At Intel Innovation 2022, the company showed a few of us its next-generation accelerators built into its upcoming 4th Gen Intel Xeon Sapphire Rapids CPUs. This is a theme we have been discussing for some time on STH, where onboard accelerators that free cores and effectively bolster per-core performance. That is part of the Sapphire Rapids philosophy, and we saw in action in San Jose.
Intel Xeon Sapphire Rapids Shows Built-in Accelerators at Innovation 2022
Here were the workloads that Intel was showing at Innovation 2022.
Intel had a number of systems there from QCT and Supermicro running Sapphire Rapids and Milan CPUs. We were able to take photos inside one of the Sapphire Rapids machines.
Here is an example of the new AMX (Advanced Matrix Extensions) running ResNet-50 inferencing and showing a large gain over the Ice Lake VNNI. Genoa we expect to have VNNI but in the current generation, Ice Lake enjoys a benefit here just because of the new extensions. With Sapphire Rapids, this will likely increase on a per core basis.
One of the other demos is of DSA (Data Streaming Accelerator.) Here is that test setup and Intel showed exactly what was going on in each.
These systems were running live, and we actually got to see the numbers on screen and watch things like the SSDs lights blink as the benchmark was running.
Here are the results that were in line with the live demo.
Here is the Intel IAA (In-memory Analytics Accelerator) running ClickHouseDB. Again, we want to make sure folks know this is Sapphire Rapids Xeon, using accelerators, to AMD EPYC 7003 Milan.
Here is the RocksDB setup using Intel IAA:
This is one I managed to take a photo of, not just video:
Next is Intel QAT or QuickAssist Technology. This is perhaps going to be the big accelerator. While many of the accelerators above are net new, the QAT is an existing technology that is being enhanced and brought onboard the chip itself. We last looked at QAT with the PCIe accelerator.
Here we have IPSec at 200Gbps. Note here that this is faster than what we could see on Ice Lake, even with a PCIe accelerator.
Here is that test setup in action. What is not being pictured is the large rack of servers to the right of these monitors.
Here is the Nginx OpenSSL workload:
Here is the compression one. What is really interesting here is that if you look at some of the baseline data, without accelerators, AMD is actually coming out ahead. Here AMD with 128 Milan cores is actually out-performing the Sapphire Rapids Xeon system with 120 cores. That is about 7% more cores but around 39% better performance. Even with the ISA-L numbers, AMD is around 22% faster with only 7% more cores.
This is actually a benchmark that we would not have seen Intel show a few years ago, given how well Milan is performing compared to Sapphire Rapids. The big implication is that Sapphire will need accelerators to outperform Milan and Genoa. Instead of using the entire CPU for this one for both architectures, the onboard QAT accelerator will mean not only better performance but also using four instead of 120 cores.

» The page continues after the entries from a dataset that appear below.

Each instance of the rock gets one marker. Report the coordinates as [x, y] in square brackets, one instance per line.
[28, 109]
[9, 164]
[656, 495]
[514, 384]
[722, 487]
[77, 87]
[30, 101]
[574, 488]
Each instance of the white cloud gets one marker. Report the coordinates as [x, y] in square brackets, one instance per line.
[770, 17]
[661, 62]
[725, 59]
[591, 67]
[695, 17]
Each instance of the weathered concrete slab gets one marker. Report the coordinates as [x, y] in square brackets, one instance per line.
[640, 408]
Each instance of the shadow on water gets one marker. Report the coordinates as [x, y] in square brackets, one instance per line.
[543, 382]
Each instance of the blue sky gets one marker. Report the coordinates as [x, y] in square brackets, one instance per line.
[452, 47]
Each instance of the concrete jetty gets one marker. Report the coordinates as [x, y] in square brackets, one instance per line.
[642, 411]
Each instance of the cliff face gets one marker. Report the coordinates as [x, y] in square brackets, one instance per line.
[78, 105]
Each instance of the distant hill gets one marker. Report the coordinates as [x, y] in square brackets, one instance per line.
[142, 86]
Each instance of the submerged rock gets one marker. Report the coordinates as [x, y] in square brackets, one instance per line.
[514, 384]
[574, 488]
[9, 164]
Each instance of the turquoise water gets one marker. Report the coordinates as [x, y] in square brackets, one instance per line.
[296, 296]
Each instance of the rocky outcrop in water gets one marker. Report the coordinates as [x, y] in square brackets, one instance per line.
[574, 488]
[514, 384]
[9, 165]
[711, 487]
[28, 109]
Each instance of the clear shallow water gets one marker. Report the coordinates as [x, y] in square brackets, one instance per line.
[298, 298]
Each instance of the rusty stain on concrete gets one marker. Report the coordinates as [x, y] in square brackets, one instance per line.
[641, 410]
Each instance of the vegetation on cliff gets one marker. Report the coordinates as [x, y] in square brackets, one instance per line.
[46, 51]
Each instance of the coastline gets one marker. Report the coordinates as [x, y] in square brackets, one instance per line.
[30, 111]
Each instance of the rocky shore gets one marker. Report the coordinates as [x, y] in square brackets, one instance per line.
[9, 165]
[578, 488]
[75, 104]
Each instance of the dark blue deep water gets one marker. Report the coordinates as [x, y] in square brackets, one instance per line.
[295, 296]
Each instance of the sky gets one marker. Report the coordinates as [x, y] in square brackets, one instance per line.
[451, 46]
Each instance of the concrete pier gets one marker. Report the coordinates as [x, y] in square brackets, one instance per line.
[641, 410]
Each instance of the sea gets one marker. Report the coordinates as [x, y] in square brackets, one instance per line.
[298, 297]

Hopefully, this aligns well with the key theme that we showed a few months ago. A big part of Intel’s focus in this generation will be “more accelerators, more better” as we discussed in More Cores More Better AMD Arm and Intel Server CPUs in 2022-2023.
We will have more on these in a few weeks, but the main point here was really to show the accelerators in action. Intel has several new accelerators, but their success depends on developers starting to use them not just in the examples shown here but throughout a broader software ecosystem.